Improved ternary organic solar cells by fluorene-diketopyrrolopyrrole polymer on the fullerene and non-fullerene active layers

• Published in: Journal of materials science. Materials in electronics Vol. 34; no. 26; p. 1819
• Main Authors: Rodríguez-Rea, Jonatan, Güizado-Rodríguez, Marisol, Carrillo-Sendejas, Julio C., Maldonado, José-Luis
• Format: Journal Article
• Language: English
• Published: New York Springer US 01.09.2023; Springer Nature B.V
• Subjects: Acceptor materials; Characterization and Evaluation of Materials; Chemistry and Materials Science; Energy conversion efficiency; Energy levels; Fullerenes; Materials Science; Maximum power; Optical and Electronic Materials; Photovoltaic cells; Polymers; Short circuit currents; Solar cells
• ISSN: 0957-4522; 1573-482X
• DOI: 10.1007/s10854-023-11223-x

Herein, two types of ternary organic solar cells (TOSCs) were implemented by adding a donor–acceptor polymer derived from fluorene and diketopyrrolopyrrole ( PFDPP-1 ) as a second electro-donor component.
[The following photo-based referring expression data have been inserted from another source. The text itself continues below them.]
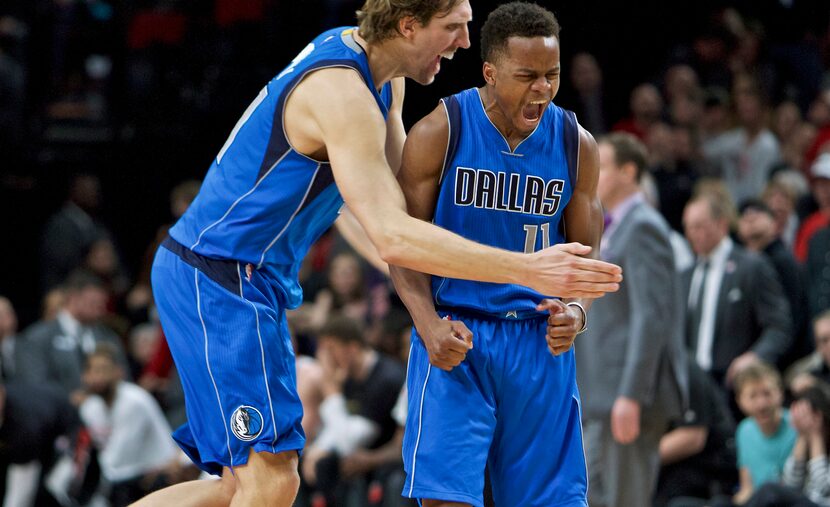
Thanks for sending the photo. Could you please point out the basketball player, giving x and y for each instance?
(504, 166)
(325, 130)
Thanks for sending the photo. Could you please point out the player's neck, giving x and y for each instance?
(383, 59)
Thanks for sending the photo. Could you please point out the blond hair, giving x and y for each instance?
(378, 19)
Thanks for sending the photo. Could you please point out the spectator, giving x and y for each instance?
(814, 368)
(357, 437)
(143, 342)
(586, 79)
(54, 352)
(765, 437)
(806, 479)
(818, 272)
(34, 418)
(346, 293)
(781, 196)
(8, 338)
(128, 428)
(821, 218)
(140, 296)
(737, 309)
(716, 119)
(71, 231)
(744, 156)
(756, 229)
(674, 164)
(646, 106)
(697, 454)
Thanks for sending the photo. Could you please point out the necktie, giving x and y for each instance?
(696, 311)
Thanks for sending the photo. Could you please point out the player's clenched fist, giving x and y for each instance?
(447, 343)
(563, 271)
(563, 325)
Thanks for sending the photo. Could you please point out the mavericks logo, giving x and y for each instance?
(246, 423)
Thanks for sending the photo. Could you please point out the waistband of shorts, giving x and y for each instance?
(225, 272)
(479, 314)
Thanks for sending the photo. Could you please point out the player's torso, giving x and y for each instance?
(262, 202)
(508, 199)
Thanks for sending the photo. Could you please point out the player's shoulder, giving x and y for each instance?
(433, 128)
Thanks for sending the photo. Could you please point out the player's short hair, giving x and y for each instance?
(714, 193)
(515, 19)
(378, 19)
(757, 372)
(627, 148)
(343, 329)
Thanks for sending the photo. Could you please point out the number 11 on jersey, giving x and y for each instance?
(530, 236)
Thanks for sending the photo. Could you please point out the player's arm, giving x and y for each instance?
(347, 224)
(583, 224)
(419, 176)
(340, 111)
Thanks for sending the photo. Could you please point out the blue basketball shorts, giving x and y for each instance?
(511, 406)
(230, 342)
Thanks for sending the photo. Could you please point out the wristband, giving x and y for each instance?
(584, 316)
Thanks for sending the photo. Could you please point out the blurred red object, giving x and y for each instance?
(156, 27)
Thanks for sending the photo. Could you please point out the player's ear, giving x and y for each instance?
(407, 26)
(489, 72)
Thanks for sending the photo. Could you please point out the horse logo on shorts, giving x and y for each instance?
(246, 423)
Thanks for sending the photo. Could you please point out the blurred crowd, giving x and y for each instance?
(737, 127)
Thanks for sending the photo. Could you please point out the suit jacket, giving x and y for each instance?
(633, 345)
(818, 272)
(47, 354)
(752, 311)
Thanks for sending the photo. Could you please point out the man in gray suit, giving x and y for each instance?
(737, 310)
(54, 352)
(630, 359)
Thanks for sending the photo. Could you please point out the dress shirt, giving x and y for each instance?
(717, 260)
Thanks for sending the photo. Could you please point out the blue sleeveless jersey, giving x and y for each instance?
(262, 202)
(508, 199)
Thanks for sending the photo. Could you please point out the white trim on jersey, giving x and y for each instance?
(246, 194)
(207, 363)
(265, 377)
(293, 215)
(418, 439)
For the first type of cells, poly(3-hexylthiophene) P3HT and the fullerene PC 71 BM were used. For these devices, a maximum power conversion efficiency (PCE) of 3.78% was achieved by adding 10% of PFDPP-1 , while for the binary cells, 3.29% was obtained. For the second type of TOSCs, PBDB-T polymer was used as the electron donor, and the non-fullerene molecule ITIC as the electro-acceptor. By adding 2 wt% of the third component, a PCE of 9.10% was reached, while forbinary devices, PCE was 8.03%. The effective energy level offset led by PFDPP-1 between the polymeric donor and acceptor materials, as well as itscharge cascade effect, mainly contributed to an enhanced short circuit current density (Jsc) and thus to overall better photovoltaic performance. TOSCs fabrication and tests were carried out under normal atmosphere conditions by using Field’s Metal (FM), as the top electrode, deposited at a regular atmosphere above 90 °C by drop casting.